Sketch for Machine Wilderness by Theun Karelse
Machines as we know them are man-made infrastructures that usually encroach into nature. They extend the internet of things to the animal kingdom, fashion landscapes according to men’s needs and far too often attempt to dominate, exploit and shape the environment.
Machine Wilderness is a research project that calls for a different role for technologies, artificial entities and man-made nodes that would work in harmony with ecological flows, rhythms, and processes.
Machine Wilderness explores what our technologies could look like if they are native to our landscapes, part of material flows, food chains and layers of communication. In particular it looks at environmental robotics, designing ‘pseudo-organisms’ that relate to specific habitats. This program starts from the viewpoint of an organism as an expression of its habitat and works within a long term view of interacting populations surfing collectively on the geological and meteorological currents that carry them.
I discovered the existence of Machine Wilderness a few months ago while participating to an exciting panel called Techno-Ecologies: Art and Machines, at the Renewable Futures conference in Riga. Theun Karelse was there to present his research into Augmented Ecology. His talk was full of birds of pray trained to fight drones, drones hunting wild pigs, robots fighting invasive starfish, robot birds chasing birds over airport runways, etc. The artist explained how this collection of technologies in nature were feeding into his interest for new models of interactions between machines and ecology and how it eventually led to Machine Wilderness. The presentation was fascinating, too short and called for an interview!
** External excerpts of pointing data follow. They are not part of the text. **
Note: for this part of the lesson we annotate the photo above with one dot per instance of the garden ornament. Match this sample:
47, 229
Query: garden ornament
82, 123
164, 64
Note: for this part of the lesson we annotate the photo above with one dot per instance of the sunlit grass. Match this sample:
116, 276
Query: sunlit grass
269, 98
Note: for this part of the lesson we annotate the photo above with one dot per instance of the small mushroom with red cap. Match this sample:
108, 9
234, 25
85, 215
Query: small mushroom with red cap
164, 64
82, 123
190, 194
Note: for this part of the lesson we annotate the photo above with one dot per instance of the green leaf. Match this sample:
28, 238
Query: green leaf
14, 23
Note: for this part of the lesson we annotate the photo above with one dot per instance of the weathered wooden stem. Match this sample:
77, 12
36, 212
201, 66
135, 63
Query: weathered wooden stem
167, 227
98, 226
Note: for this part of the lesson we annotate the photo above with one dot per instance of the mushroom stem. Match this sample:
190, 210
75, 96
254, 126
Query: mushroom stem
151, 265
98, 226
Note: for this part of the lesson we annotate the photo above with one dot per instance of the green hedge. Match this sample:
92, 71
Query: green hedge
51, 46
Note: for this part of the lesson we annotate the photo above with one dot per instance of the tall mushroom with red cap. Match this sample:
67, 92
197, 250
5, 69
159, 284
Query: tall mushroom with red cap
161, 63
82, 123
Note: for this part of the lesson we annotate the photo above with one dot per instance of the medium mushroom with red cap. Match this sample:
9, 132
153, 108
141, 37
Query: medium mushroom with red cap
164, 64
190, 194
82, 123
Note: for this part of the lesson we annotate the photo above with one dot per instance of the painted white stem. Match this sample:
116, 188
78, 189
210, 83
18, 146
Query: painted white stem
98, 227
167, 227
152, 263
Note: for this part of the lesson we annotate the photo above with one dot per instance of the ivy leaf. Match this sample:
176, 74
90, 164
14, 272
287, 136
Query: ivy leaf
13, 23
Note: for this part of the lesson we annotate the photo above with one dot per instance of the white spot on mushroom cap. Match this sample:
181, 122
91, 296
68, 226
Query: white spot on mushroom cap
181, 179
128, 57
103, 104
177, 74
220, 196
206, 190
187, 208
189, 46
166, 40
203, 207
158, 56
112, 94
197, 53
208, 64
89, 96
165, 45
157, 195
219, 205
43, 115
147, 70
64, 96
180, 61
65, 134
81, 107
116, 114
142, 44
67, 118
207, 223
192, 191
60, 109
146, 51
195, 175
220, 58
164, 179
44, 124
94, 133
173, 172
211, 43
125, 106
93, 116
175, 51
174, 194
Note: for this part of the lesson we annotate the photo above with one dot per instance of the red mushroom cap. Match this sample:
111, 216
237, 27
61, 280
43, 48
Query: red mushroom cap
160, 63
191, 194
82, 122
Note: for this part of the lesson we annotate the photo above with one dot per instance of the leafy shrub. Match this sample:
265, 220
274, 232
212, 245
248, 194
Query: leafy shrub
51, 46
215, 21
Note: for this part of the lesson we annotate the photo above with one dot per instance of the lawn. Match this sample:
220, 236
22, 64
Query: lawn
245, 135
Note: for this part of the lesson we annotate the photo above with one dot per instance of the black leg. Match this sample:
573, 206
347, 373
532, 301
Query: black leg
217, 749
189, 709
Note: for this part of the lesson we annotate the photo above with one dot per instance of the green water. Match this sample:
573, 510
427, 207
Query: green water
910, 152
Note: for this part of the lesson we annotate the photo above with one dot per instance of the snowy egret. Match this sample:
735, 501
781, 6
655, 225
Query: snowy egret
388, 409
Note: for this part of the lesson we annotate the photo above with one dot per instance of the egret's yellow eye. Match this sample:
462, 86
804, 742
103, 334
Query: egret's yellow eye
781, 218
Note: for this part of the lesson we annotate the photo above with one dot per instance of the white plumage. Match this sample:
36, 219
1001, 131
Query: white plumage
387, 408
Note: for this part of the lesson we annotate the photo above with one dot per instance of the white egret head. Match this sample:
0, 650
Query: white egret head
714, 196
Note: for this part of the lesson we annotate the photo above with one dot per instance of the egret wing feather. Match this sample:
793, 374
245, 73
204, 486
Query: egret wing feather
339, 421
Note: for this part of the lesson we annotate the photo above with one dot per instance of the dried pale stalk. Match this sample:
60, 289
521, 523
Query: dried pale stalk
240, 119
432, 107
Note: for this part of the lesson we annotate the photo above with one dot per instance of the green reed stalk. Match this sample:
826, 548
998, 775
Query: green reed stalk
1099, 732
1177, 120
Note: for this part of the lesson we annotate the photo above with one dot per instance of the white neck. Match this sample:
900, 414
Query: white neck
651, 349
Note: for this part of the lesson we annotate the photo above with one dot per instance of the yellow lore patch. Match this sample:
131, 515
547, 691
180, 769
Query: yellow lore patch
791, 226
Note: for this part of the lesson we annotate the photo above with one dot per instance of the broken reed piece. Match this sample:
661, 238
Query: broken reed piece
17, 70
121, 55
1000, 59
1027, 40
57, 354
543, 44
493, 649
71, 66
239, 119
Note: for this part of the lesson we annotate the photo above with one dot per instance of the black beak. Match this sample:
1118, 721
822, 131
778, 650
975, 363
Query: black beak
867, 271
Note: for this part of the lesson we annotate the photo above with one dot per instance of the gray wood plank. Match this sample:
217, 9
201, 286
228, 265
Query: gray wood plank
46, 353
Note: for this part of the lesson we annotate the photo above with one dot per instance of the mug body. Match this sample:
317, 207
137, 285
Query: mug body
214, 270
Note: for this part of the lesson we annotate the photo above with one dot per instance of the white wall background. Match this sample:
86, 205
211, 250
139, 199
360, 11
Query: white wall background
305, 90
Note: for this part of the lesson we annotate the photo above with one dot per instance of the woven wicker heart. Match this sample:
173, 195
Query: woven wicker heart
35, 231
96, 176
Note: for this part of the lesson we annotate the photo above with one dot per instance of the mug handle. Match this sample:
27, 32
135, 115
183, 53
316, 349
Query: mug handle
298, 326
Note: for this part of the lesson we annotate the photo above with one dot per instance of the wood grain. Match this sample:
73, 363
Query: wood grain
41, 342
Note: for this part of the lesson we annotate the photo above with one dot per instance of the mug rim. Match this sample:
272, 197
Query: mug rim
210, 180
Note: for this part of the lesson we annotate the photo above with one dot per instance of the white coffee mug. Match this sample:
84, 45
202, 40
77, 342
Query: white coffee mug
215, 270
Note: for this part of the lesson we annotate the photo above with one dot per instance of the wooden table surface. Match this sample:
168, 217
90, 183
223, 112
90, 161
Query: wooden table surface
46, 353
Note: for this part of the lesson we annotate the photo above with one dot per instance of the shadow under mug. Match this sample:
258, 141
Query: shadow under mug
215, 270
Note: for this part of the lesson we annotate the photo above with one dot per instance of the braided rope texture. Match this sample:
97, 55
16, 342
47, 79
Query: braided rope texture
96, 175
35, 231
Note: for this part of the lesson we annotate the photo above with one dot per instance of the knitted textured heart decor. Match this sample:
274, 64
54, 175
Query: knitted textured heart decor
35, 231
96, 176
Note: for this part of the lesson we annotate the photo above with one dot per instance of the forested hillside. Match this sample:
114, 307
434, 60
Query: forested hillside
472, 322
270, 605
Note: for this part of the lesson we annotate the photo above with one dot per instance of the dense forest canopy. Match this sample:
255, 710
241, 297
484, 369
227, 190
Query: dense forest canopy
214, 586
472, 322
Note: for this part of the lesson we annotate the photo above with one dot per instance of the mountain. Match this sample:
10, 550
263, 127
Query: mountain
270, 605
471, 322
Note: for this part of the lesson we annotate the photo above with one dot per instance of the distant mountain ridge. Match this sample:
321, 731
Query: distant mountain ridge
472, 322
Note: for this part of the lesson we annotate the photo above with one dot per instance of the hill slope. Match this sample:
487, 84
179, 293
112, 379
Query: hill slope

Theun is an artist, illustrator, prototyper and interdisciplinary researcher at cultural laboratory FoAM in Brussels and Amsterdam. Here’s what our email exchanges looked like:
I navigate by gut-feelings really and then during a project I figure out what it actually is I’m up to. Augmented Ecology was such a ‘hunch’. FoAM – of which I am a member – had been awarded an honorary mention during Ars Electronica for creating a smartphone app connected to nature called Boskoi. It was made for mapping wild edible plants. I started the project because I wanted to be in touch with nonhuman life around me in the city. What lives out there with us? The idea that a smartphone couldn’t just hold your task-list or find a hotel nearby, but could also play a role in connecting you to your natural environment was received as somewhat revolutionary. Connecting the ancient knowledge of hunter-gatherers to contemporary media.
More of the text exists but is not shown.